Attendants heard from the 2016 class of the Global Insurance Accelerator - a group of insurance start-ups working on innovative technology to make insurance more personable for consumers.

One of those six start-ups was Telematic, a group working on smartphone technology that syncs with your vehicle, and tells your insurer about your mobile usage habits while driving. While similar technology already exists within some vehicles, what makes Telematic's software special is that it actually exists within the user's phone, and not only just tracks when you're texting and driving - it can tell how often you simply pick up and set down the phone while behind the wheel.

"Millennials are more willing to give up privacy, and they're the early adopters of usage-based insurance," said Marti Ryan, co-founder and CEO of Telematic. "So, again, if it's done correctly and strategically, as a convenience for the driver, I think we're going to see more people willing to give up their privacy for the convenience factor, and for insurance that is rated, probably at a lower rate, based on driving behavior - especially if you're a good driver."

Of course, this technology would be opt-in with your insurance provider; no one will force you to be spied on by your agent. But as Ryan points out, for safe drivers, proving just how safe you are through a smartphone app could result in a much lower monthly bill.

"It's money," Gerhart said. "That's why people give up privacy - to save money."

Telematic says in the U.S., there's a 10 percent usage rate for consumers with similar technology; as this technology advances, the company expects more Americans to opt-in.

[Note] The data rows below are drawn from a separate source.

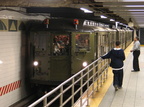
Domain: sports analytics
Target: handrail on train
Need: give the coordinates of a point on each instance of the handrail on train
(93, 76)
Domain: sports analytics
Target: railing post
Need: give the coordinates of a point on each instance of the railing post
(93, 80)
(87, 88)
(45, 100)
(72, 91)
(61, 97)
(81, 91)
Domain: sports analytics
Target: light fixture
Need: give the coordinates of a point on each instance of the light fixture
(35, 63)
(86, 10)
(130, 23)
(103, 17)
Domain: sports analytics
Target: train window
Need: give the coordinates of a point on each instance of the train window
(40, 41)
(61, 44)
(82, 42)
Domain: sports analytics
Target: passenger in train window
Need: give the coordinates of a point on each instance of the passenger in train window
(136, 53)
(117, 57)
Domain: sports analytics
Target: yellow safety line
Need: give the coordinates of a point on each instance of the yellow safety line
(94, 102)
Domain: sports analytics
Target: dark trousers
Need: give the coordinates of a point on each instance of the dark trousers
(118, 77)
(136, 60)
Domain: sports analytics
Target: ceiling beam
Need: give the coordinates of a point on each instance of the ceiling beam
(113, 3)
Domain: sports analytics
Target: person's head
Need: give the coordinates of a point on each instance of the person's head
(117, 43)
(136, 38)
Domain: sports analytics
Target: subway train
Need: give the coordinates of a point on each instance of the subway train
(59, 48)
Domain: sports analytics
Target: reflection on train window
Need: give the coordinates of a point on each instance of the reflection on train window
(82, 42)
(61, 45)
(40, 41)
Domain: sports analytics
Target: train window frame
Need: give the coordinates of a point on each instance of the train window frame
(60, 48)
(78, 39)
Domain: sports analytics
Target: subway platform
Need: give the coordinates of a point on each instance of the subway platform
(132, 92)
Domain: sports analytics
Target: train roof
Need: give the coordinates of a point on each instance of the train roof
(66, 25)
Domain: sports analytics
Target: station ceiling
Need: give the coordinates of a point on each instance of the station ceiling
(119, 10)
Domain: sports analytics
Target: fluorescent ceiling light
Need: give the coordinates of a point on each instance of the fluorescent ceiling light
(112, 20)
(102, 16)
(86, 10)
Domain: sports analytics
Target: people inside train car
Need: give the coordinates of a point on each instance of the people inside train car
(117, 57)
(136, 53)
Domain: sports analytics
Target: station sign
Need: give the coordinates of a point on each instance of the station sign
(97, 24)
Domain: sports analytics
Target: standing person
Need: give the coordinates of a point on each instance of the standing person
(136, 53)
(117, 57)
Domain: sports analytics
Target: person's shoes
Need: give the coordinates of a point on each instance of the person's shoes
(116, 87)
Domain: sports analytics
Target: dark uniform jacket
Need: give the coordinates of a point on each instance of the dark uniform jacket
(117, 57)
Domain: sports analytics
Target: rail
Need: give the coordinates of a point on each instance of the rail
(91, 77)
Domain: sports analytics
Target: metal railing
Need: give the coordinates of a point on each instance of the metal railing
(84, 83)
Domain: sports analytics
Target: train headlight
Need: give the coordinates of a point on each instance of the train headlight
(85, 64)
(35, 63)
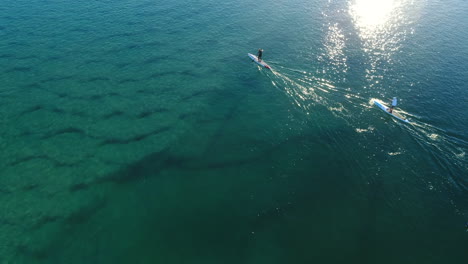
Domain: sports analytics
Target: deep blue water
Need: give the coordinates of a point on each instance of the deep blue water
(140, 132)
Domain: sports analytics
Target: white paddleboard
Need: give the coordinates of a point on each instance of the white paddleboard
(393, 113)
(261, 63)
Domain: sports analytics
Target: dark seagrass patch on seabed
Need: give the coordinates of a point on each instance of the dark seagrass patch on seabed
(151, 112)
(18, 69)
(113, 114)
(118, 141)
(68, 130)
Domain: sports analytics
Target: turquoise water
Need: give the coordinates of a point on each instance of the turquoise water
(139, 132)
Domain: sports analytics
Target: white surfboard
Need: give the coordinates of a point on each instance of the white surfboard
(261, 63)
(393, 113)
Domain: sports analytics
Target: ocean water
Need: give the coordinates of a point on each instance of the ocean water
(138, 131)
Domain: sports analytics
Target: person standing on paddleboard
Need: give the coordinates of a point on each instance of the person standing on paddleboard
(259, 54)
(394, 102)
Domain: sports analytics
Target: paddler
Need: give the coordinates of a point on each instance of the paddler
(394, 102)
(259, 54)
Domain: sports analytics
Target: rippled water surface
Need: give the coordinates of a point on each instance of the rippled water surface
(140, 132)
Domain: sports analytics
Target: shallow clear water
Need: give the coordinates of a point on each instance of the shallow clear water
(140, 132)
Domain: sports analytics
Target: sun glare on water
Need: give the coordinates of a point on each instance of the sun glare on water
(369, 15)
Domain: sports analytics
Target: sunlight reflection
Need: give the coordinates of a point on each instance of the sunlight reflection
(372, 14)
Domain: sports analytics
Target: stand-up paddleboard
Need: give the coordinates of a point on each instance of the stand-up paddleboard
(393, 113)
(261, 63)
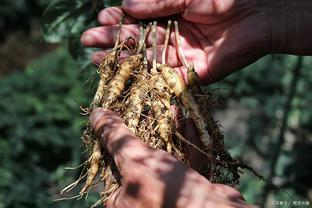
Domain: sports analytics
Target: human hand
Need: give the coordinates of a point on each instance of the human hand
(218, 36)
(153, 178)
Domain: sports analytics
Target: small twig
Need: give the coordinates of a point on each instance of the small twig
(154, 69)
(164, 53)
(197, 148)
(143, 36)
(179, 45)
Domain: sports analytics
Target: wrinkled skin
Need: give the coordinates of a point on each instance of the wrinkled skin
(219, 37)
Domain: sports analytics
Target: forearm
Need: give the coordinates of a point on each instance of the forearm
(291, 22)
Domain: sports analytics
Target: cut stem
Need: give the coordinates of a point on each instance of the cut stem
(164, 53)
(154, 69)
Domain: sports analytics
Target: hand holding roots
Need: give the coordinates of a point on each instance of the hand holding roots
(142, 94)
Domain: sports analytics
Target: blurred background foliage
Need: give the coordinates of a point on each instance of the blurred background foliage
(265, 110)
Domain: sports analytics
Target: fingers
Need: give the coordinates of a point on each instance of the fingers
(113, 15)
(105, 36)
(117, 139)
(114, 200)
(143, 9)
(172, 58)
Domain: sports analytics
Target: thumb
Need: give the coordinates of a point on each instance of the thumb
(143, 9)
(114, 199)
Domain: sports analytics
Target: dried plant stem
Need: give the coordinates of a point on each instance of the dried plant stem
(154, 33)
(143, 36)
(179, 45)
(164, 53)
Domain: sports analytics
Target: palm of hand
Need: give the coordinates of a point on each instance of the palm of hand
(217, 44)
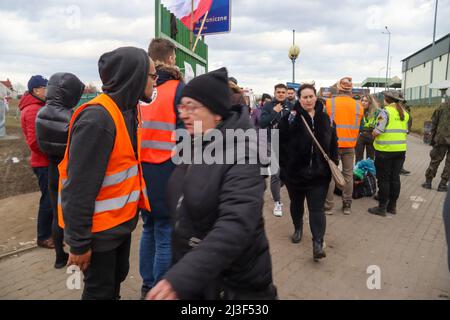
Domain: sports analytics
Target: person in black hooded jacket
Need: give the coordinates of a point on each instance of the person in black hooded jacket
(219, 245)
(304, 170)
(128, 75)
(64, 90)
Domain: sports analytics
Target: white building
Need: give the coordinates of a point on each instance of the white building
(417, 71)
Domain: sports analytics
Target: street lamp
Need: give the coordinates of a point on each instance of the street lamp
(294, 52)
(378, 79)
(389, 49)
(432, 53)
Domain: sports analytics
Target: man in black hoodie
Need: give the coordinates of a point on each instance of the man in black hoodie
(127, 75)
(271, 115)
(64, 91)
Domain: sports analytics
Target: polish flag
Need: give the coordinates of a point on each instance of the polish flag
(182, 9)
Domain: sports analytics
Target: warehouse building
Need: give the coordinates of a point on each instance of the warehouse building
(417, 72)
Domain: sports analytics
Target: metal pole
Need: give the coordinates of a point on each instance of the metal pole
(191, 34)
(387, 63)
(433, 52)
(390, 68)
(293, 60)
(293, 70)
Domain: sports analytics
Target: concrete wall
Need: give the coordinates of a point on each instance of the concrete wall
(416, 80)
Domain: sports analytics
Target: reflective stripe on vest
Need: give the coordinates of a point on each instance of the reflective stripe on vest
(393, 139)
(123, 188)
(159, 124)
(347, 126)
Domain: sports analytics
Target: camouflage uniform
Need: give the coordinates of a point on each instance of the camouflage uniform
(440, 132)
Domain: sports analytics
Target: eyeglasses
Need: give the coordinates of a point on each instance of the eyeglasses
(154, 76)
(188, 109)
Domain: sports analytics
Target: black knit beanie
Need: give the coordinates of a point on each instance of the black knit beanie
(211, 90)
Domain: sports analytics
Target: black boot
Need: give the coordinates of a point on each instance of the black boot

Here's a full list of the six start-ups who pitched technologies to insurance providers today:

  • Smart Drivinc (St. Louis, Missouri): Distracted driving and crash prevention app disables drivers’ cell phones while driving.
  • Fluttrbox (Montreal, Canada): On-demand aerial imaging and mapping application that provides detailed property assessments via aerial drone images.
  • WeSavvy (Dublin, Ireland): Health insurance app that rewards customers with cash off their insurance premium based on physical activity.
  • Telematic (Madison, Wisconsin): Connected car app that offers auto insurance companies the ability to price insurance by monitoring driving and mobile usage.
  • InsuranceSocial.Media (Orange, California): Automated social media marketing software for insurance agents.
  • Isaac RE: Peer-to-peer online insurance marketplace, where investors back policyholders in exchange for underwriting profit.